Vlaanderen radicaal digitaal, maar ook inclusief?
Chantal Wauters deed onderzoek naar Belgische beleidsdocumenten van diverse overheden en vanuit verschillende beleidsdomeinen, om antwoord te bieden op de vraag in hoeverre en in welke mate Belgische beleidsmakers aandacht besteden aan digitale inclusie.
Digitale media zijn overal. We zetten foto’s op Instagram, sturen berichten via WhatsApp, maken online een afspraak met de tandarts en surfen naar het digitaal loket van onze stad om onze parkeervergunning te verlengen. Burgers moeten digitale media gebruiken om toegang te krijgen tot heel wat publieke en private diensten. Zij die geen digitale media kunnen of willen gebruiken, lopen het risico om digitaal en sociaal uitgesloten te worden. Houden overheden en beleidsmakers hier rekening mee?
Digitale uitsluiting, wat is dat?
Verschillende elementen kunnen ervoor zorgen dat mensen geen digitale media willen of kunnen gebruiken. Ze hebben bijvoorbeeld geen toegang tot een toestel, of niet de vaardigheden of motivatie om het te gebruiken. Ze staan niet sterk in hun schoenen of hebben geen vrienden of familie om hulp aan te vragen. Elke doelgroep kan het risico lopen om digitaal uit de boot te vallen. Het is belangrijk dat beleidsmakers weten wat digitale uitsluiting is en welke factoren kunnen meespelen, om efficiënte maatregelen te nemen.
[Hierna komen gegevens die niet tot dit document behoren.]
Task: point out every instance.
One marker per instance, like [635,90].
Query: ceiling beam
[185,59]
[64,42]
Dienstverlening niet (meer) voor iedereen
België is politiek gezien een complex land. Verschillende overheden spelen een rol wanneer het gaat over digitalisering en hebben een eigen kijk op het thema. De federale en Waalse overheden spreken in het bijzonder over het economisch belang van digitalisering en innovatie. We moeten volgens de overheden de aandacht vestigen op de impact van digitale technologieën op de arbeidsmarkt en op de internationale positie van België. Op Vlaams niveau legde voormalig minister Liesbeth Homans eerder de klemtoon op hoe digitale media kunnen ingezet worden in het kader van dienstverlening. De Vlaamse overheid wil in de eerste plaats digitaal interageren met haar burgers en ondernemingen.
Hoewel de visies tussen de overheden verschillen, richten ze zich voornamelijk op twee doelstellingen:
- het digitaliseren van interne processen
- het digitaliseren van diensten en externe communicatiekanalen.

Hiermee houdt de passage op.